Abigail didn’t know that there was anything wrong with her father until after he died, when Winter confessed to the town of Mont Blanc that Joe had been a shell and not a man. “Why do you think there’s just Abigail? The man lived with demons. He got up with them and he went to bed with them. He couldn’t hold a job, and he wasn’t a proper husband to me.”
Until her father died, when his burial was paid for by the county and there was no proper funeral, just a gathering on the scarce brown lawn outside their cinder-block house, Abigail didn’t know that a man could go to war for his country and come home but still have the war with him. She heard her neighbors say that he was addicted to painkillers. She heard them say that he was depressed. He’d never recovered from his demons. Abigail imagined monsters walking the earth. The neighbors said, “Joe Pitank mistreated his family.”
This awful man was not the man Abigail knew.

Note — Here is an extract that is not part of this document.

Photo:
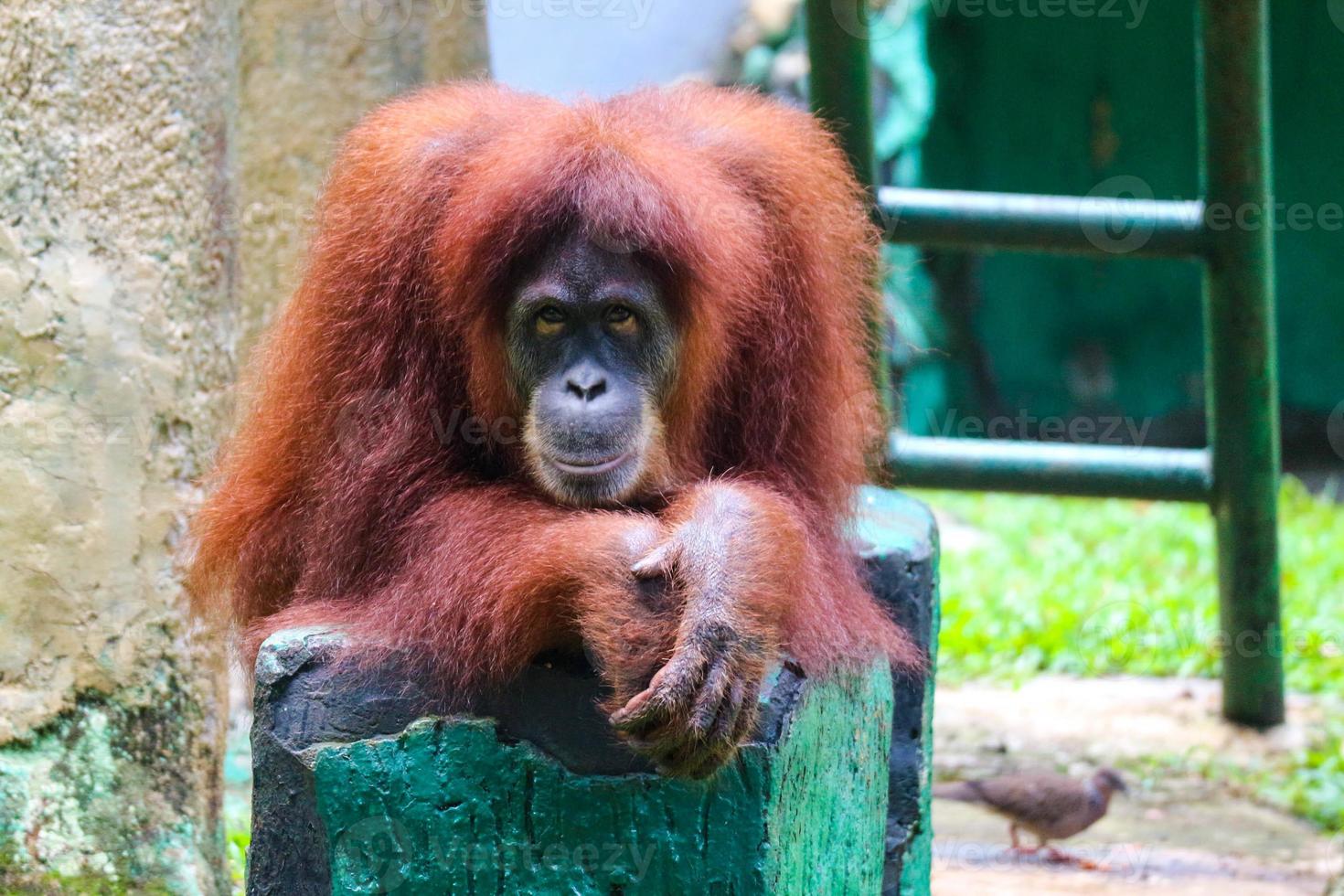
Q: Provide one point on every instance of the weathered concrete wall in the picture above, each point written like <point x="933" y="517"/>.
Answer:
<point x="309" y="70"/>
<point x="116" y="341"/>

No one seemed to notice her that hot June day, watching her mother tug at the breast of her black sleeveless shirt. She was sweating. They were all sweating. Despite the occasion, only a few women wore stockings. It was just too hot. Abigail was thirteen. She sat in the dirt, waiting for the day to end. When it was dark it’d be cooler, and maybe her dad would come see her. Maybe she’d wake up tomorrow and he’d be home, and her mother would be dead in his place. Don’t ever think such things. Her father would be disappointed.
Normally someone would’ve told her to get out of the dirt. Not today. Except for when her mom’s friend Violet offered her a piece of cake, Abigail was invisible. They all said his death was unbearable for poor Winter—left practically penniless with a child. If it weren’t for the army check, the Pitanks would be on welfare like the Negroes. Other mourners, including Abigail’s mother, whispered that as awful as it was, it might be for the best. Joe Pitank was a sick man. Now he could rest.
Abigail needed reassurance from her dad. Days and weeks passed slowly, miserably, and then years. Abigail’s father sent no word from his grave. She often thought that if it weren’t for Buckley, she’d get herself addicted to some kind of painkiller. She remembered her father as happy and soft-spoken. She remembered his kisses. She was lucky to have known him.
Buckley slept, his head on his mother’s lap. Abigail, hearing the Reverend Whitehouse at the front door speaking to Winter, set down her hairbrush and shifted to rise from the bed. There was something unsettling about that man. He was certainly no Joe Pitank. And what did he want with her family?